Baltimore Press

Quakers Hold Silent Protest

Amid the perplexed stares and pit bulls leashed with chains, the American Friends Service Committee held a silent vigil for another youth slain by gunfire. About thirty men and women— both black and white—stood silently on the comer of McCulloh and Dolphin Streets, near where Devron Baker, 17, was shot at point-blank range while sitting on a bench.

The child’s family was there: his mother, grandmother, and brother.
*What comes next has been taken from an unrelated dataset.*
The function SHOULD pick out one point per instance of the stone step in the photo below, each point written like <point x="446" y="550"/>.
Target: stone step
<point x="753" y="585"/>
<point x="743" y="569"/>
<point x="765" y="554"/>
Joanne Carver, a family friend, spoke for the family. “We are still trying to get over this,” she said, “as I have said and will always say, he was a quiet boy who never bothered nobody.”
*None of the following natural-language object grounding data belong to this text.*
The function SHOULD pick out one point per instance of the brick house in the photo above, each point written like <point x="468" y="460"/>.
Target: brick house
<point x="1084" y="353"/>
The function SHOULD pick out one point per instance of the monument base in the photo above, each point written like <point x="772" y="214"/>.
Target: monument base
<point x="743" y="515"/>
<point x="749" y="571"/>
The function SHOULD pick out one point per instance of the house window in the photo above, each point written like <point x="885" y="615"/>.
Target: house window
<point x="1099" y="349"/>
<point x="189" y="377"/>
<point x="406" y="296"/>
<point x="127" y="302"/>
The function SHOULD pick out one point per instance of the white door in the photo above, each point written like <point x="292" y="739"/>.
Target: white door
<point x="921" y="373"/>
“It would be nice if we never had to do another one of these,” said Dominique Robinson, spokesman for the Quakers, “but there will be oth­ers.” This was the second such protest this year, she said.
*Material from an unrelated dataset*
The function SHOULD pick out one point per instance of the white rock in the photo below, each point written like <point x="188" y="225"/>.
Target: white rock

The last vigil for a slain
youth had been in February. “Everyone pays attention to Columbine,” she continued, “but this occurs routinely here.”
According to the police, Baker had been accosted by two men and shot several times in the afternoon of June 6th. He had been sitting near the basketball court beside Booker T. Washington Middle School. Two men have been arrested for the shooting. Derrick Ray, 21, and Donnell Hughes, 19 have been charged with first-degree murder. Ray, who lives at 903 N. Monroe Street, was arrested the day of the shooting. Hughes, who lives at 3525 Reistertown Road, was arrested on June 10th.